Following these practices protects patient trust and supports sustainable, long‑term enterprise deals.

Frequently Asked Questions (FAQ)

1) What are the five HIPAA rules?

  1. Privacy Rule: Governs how PHI may be used and disclosed; grants patients rights to access, amend and receive copies of their records.

  2. Security Rule: Requires administrative, physical and technical safeguards to protect ePHI. Proposed updates in 2025 would make encryption mandatory.

  3. Breach Notification Rule: Mandates notifying affected individuals, HHS and sometimes the media within 60 days of discovering certain breaches.

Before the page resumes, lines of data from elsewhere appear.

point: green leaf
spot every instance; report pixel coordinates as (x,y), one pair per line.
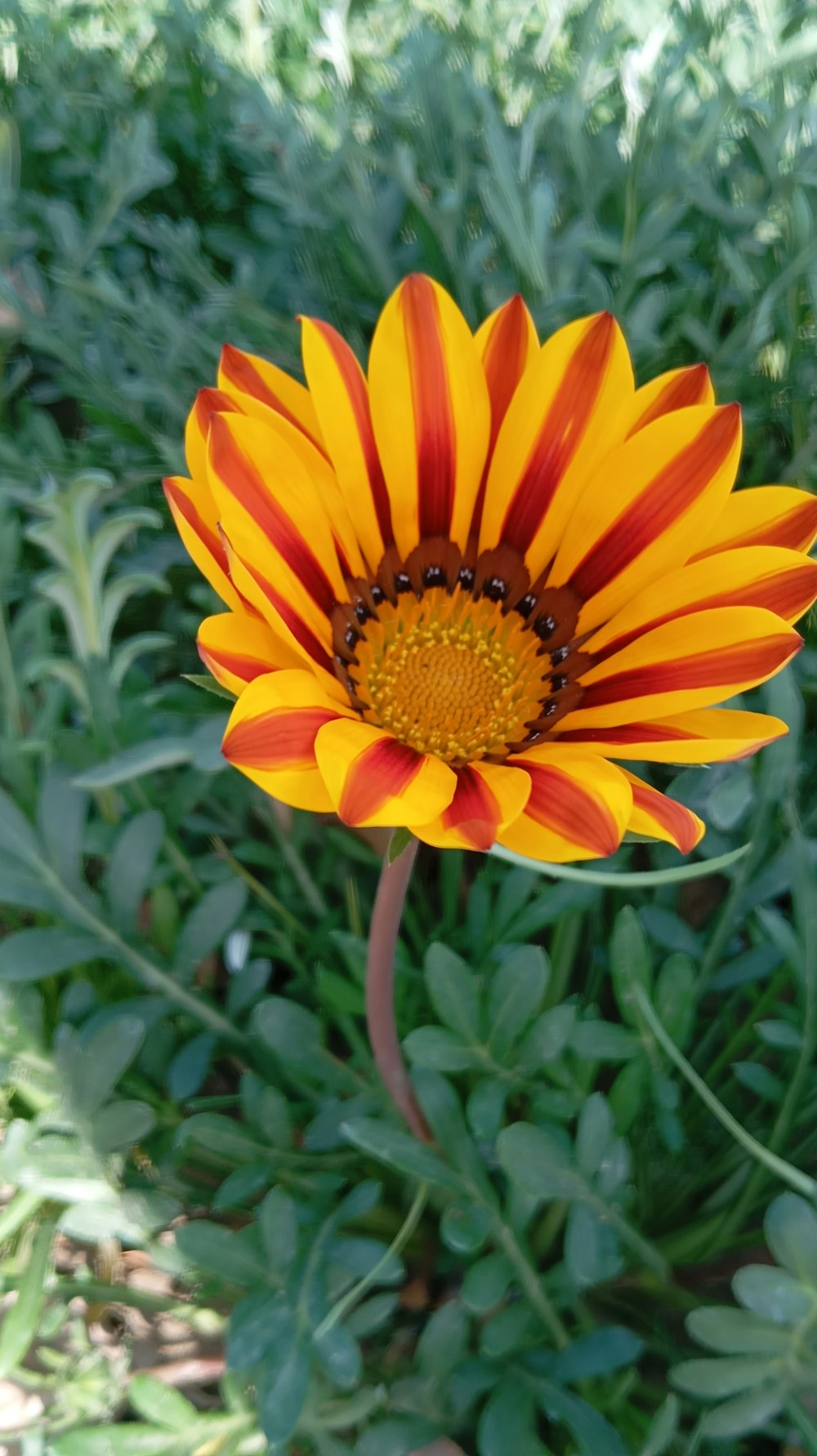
(508,1423)
(338,1353)
(592,1432)
(592,1248)
(439,1050)
(603,1041)
(216,1249)
(548,1037)
(748,1413)
(128,1439)
(600,1353)
(191,1065)
(453,992)
(208,684)
(711,1379)
(277,1219)
(121,1124)
(536,1162)
(132,865)
(400,842)
(629,963)
(288,1030)
(485,1283)
(160,1404)
(736,1333)
(29,955)
(791,1234)
(281,1389)
(93,1071)
(398,1151)
(261,1324)
(675,998)
(595,1133)
(443,1342)
(61,812)
(137,760)
(515,996)
(16,836)
(20,1322)
(772,1293)
(662,1429)
(463,1227)
(208,922)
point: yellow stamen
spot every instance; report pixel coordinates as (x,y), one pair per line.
(450,676)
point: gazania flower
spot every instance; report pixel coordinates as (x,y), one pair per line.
(463,584)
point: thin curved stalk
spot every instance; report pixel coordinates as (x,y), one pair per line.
(381,987)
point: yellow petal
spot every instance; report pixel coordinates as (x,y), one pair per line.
(676,389)
(690,663)
(660,817)
(578,805)
(271,737)
(430,412)
(489,797)
(197,522)
(238,647)
(571,407)
(783,581)
(376,781)
(703,736)
(647,509)
(763,516)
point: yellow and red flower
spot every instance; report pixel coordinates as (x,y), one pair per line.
(459,587)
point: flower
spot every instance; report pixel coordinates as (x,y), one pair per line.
(459,589)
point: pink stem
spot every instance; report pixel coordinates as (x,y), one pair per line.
(381,987)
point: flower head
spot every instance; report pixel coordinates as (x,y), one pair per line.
(459,587)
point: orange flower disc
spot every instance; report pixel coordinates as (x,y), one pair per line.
(462,584)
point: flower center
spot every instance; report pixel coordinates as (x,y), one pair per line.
(453,660)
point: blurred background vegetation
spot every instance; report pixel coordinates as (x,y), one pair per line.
(197,1160)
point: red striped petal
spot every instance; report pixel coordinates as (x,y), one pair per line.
(720,667)
(271,386)
(662,817)
(288,617)
(663,501)
(243,481)
(508,342)
(677,389)
(560,434)
(347,376)
(561,804)
(474,812)
(283,738)
(382,772)
(433,412)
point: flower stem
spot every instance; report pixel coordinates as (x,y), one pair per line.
(381,986)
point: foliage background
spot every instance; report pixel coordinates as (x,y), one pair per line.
(182,1041)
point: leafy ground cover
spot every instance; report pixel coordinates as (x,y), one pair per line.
(612,1247)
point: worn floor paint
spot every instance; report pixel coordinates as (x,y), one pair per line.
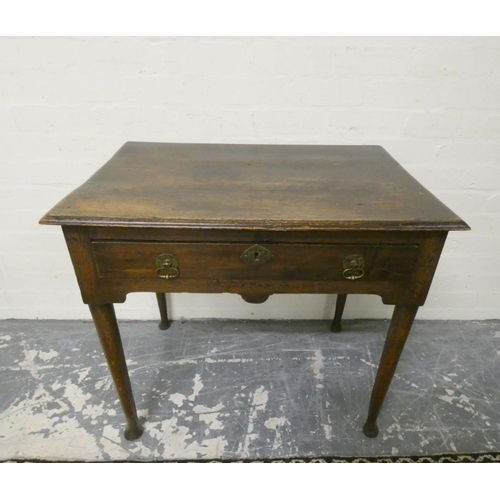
(241,389)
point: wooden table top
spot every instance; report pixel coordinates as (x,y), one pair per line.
(276,187)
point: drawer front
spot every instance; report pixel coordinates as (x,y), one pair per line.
(244,261)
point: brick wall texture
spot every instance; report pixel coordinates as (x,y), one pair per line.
(67,104)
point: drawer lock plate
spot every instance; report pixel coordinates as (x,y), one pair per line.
(166,266)
(354,267)
(256,255)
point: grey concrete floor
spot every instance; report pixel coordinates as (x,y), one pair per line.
(247,389)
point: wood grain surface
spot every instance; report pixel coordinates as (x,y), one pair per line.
(255,187)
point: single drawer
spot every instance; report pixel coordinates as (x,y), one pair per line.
(244,261)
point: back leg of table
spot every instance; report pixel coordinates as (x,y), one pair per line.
(339,310)
(109,335)
(162,304)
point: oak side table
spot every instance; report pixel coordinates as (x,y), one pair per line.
(253,220)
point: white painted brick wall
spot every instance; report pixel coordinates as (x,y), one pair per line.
(67,104)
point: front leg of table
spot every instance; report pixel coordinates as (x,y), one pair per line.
(336,326)
(399,328)
(109,336)
(162,305)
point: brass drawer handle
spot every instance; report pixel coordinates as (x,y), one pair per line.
(166,266)
(354,267)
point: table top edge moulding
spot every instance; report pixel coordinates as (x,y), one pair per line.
(254,220)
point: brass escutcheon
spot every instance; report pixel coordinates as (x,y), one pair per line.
(256,255)
(166,266)
(353,267)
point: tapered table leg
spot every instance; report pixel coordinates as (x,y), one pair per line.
(109,335)
(162,304)
(339,310)
(400,326)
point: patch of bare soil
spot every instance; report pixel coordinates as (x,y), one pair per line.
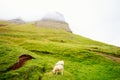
(113,58)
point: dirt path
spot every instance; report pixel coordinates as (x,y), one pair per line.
(113,58)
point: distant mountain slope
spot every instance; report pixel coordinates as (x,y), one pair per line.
(49,45)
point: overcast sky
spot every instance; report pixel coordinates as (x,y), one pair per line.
(95,19)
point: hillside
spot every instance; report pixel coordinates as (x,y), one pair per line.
(84,58)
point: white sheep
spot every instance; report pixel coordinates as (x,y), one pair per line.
(58,67)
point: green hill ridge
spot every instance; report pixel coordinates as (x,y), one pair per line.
(47,46)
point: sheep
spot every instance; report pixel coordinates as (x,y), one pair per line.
(58,67)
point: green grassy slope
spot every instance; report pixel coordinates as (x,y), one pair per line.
(48,46)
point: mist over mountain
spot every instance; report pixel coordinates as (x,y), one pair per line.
(54,20)
(55,16)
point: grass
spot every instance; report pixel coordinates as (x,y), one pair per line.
(48,46)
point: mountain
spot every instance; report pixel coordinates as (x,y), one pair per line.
(28,52)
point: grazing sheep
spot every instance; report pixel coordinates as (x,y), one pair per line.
(58,67)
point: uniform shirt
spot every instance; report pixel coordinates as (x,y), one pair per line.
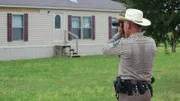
(137,53)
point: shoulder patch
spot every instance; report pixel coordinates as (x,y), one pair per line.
(116,42)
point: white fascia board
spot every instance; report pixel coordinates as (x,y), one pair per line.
(64,8)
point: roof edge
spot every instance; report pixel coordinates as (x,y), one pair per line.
(63,8)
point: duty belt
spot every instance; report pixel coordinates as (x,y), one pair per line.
(129,86)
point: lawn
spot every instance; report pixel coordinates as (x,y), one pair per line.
(89,78)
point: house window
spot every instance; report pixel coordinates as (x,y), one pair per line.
(87,27)
(17,27)
(82,26)
(76,26)
(57,22)
(114,28)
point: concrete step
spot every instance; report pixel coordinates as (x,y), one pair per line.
(74,56)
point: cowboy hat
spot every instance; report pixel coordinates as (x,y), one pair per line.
(135,16)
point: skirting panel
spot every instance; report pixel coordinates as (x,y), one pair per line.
(16,53)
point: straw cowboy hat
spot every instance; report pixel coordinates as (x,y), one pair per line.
(135,16)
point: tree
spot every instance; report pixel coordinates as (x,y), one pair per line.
(164,16)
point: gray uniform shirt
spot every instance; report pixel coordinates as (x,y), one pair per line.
(137,55)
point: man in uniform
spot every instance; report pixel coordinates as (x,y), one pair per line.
(137,53)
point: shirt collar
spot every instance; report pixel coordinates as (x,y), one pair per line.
(136,34)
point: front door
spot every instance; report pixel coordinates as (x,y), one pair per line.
(58,27)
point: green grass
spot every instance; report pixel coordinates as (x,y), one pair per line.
(81,79)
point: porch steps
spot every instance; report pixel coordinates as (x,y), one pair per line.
(65,51)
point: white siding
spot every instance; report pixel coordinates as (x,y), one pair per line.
(40,38)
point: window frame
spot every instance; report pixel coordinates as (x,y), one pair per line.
(113,27)
(23,26)
(59,22)
(82,27)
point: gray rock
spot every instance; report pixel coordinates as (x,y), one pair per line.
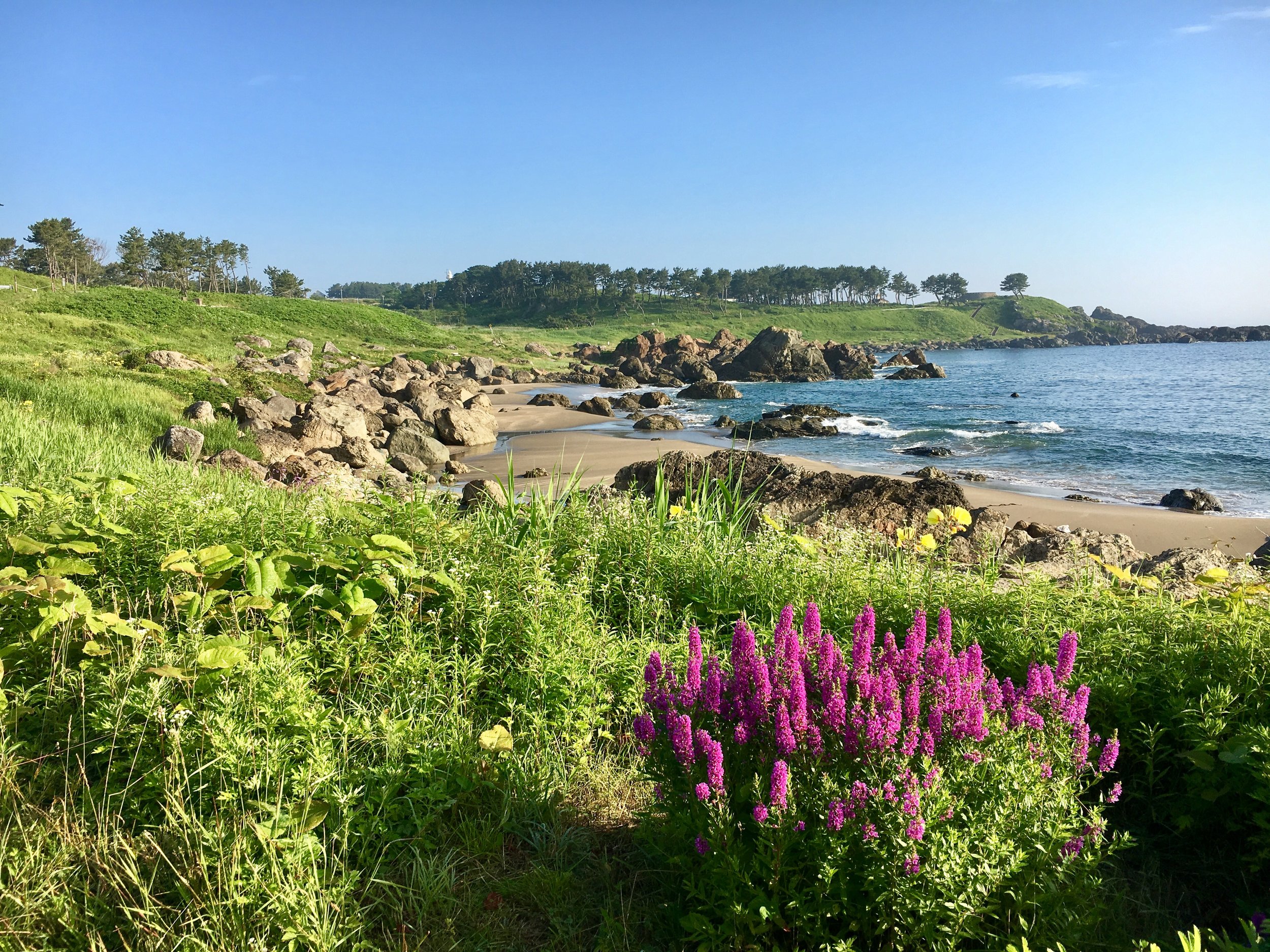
(715,390)
(276,446)
(174,361)
(478,367)
(653,399)
(484,493)
(1195,501)
(597,405)
(178,443)
(415,440)
(780,353)
(466,428)
(550,400)
(234,461)
(200,412)
(659,422)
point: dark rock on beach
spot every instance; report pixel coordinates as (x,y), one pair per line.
(926,451)
(1195,501)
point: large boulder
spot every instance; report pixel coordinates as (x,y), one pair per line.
(478,367)
(416,438)
(550,400)
(174,361)
(178,443)
(780,353)
(600,407)
(257,415)
(798,496)
(1195,501)
(849,362)
(715,390)
(346,418)
(465,428)
(659,422)
(234,461)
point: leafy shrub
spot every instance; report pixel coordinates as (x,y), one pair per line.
(905,798)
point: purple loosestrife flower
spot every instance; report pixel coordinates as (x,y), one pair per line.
(692,677)
(1065,659)
(785,740)
(836,815)
(780,785)
(1109,756)
(644,728)
(681,738)
(712,697)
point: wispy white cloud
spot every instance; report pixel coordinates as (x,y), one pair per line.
(1253,13)
(1051,80)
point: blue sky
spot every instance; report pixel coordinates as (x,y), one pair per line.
(1118,153)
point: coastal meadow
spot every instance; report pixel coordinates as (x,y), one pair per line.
(242,717)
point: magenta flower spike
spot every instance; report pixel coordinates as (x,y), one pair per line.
(785,740)
(1110,752)
(780,782)
(1065,659)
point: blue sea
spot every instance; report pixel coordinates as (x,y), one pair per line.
(1117,423)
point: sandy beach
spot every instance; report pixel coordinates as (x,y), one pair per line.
(560,441)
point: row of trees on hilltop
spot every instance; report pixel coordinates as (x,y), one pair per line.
(515,283)
(171,259)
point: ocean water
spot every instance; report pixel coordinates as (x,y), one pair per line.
(1116,423)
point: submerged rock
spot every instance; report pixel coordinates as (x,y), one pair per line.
(1195,501)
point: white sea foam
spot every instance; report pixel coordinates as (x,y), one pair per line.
(867,427)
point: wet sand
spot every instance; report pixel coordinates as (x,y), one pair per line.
(557,441)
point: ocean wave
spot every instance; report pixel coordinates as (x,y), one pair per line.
(867,427)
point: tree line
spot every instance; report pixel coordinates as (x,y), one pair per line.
(60,249)
(553,285)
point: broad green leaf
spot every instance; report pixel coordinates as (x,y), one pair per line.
(220,658)
(26,545)
(252,575)
(309,816)
(384,541)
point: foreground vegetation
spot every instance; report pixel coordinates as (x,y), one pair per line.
(277,725)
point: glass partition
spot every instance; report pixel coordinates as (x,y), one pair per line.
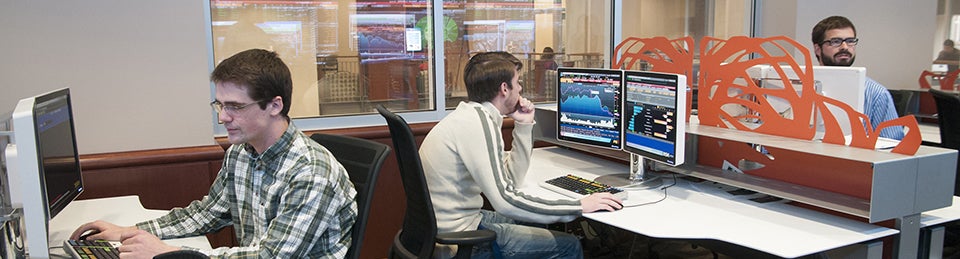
(348,56)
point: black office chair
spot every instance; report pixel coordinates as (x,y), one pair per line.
(948,117)
(362,158)
(418,236)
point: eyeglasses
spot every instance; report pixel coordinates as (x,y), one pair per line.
(835,42)
(230,108)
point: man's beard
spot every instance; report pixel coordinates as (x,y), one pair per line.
(830,61)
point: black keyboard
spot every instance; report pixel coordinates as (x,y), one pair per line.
(578,187)
(92,249)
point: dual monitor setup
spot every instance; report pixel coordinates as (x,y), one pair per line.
(42,173)
(640,112)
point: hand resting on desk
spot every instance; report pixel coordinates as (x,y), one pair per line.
(600,201)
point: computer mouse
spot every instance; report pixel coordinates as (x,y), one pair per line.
(88,233)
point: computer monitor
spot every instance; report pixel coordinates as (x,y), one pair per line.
(654,125)
(43,164)
(654,116)
(588,106)
(844,84)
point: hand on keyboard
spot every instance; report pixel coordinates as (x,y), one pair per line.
(84,249)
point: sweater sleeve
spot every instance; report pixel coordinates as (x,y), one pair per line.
(499,173)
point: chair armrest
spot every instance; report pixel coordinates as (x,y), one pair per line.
(466,237)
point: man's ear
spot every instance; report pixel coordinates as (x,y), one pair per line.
(504,88)
(275,105)
(816,51)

  4. Enforcement Rule: Sets out the investigation process and civil monetary penalties. Fines range from $141 to $2,134,831 per violation depending on culpability.

  5. Omnibus Rule: Strengthens privacy protections, extends compliance requirements to business associates and updates penalties.

2) What can’t you do under HIPAA?

  • Share PHI without patient authorisation or a permitted use.

  • Access patient records without a legitimate purpose. Curious browsing is a violation.

  • Leave PHI unsecured—paper charts on desks, unlocked screens, or unencrypted databases.

  • Delay breach reporting beyond 60 days.

  • Ignore the minimum‑necessary principle—only disclose what is required.

3) What is the most common HIPAA violation?

Unauthorized access by employees is among the most common violations. Staff sometimes view records out of curiosity or share credentials. Enforce unique accounts, monitor logs and discipline offenders.

4) What is the golden rule of HIPAA?

Use or share patient information only when it is needed to perform your job. This encapsulates the HIPAA Do’s And Don’ts: apply the minimum‑necessary standard (if a task can be completed with partial information, do not request or disclose more) and combine it with strong security controls, encryption and continuous monitoring to maintain trust and meet both regulatory and business objectives.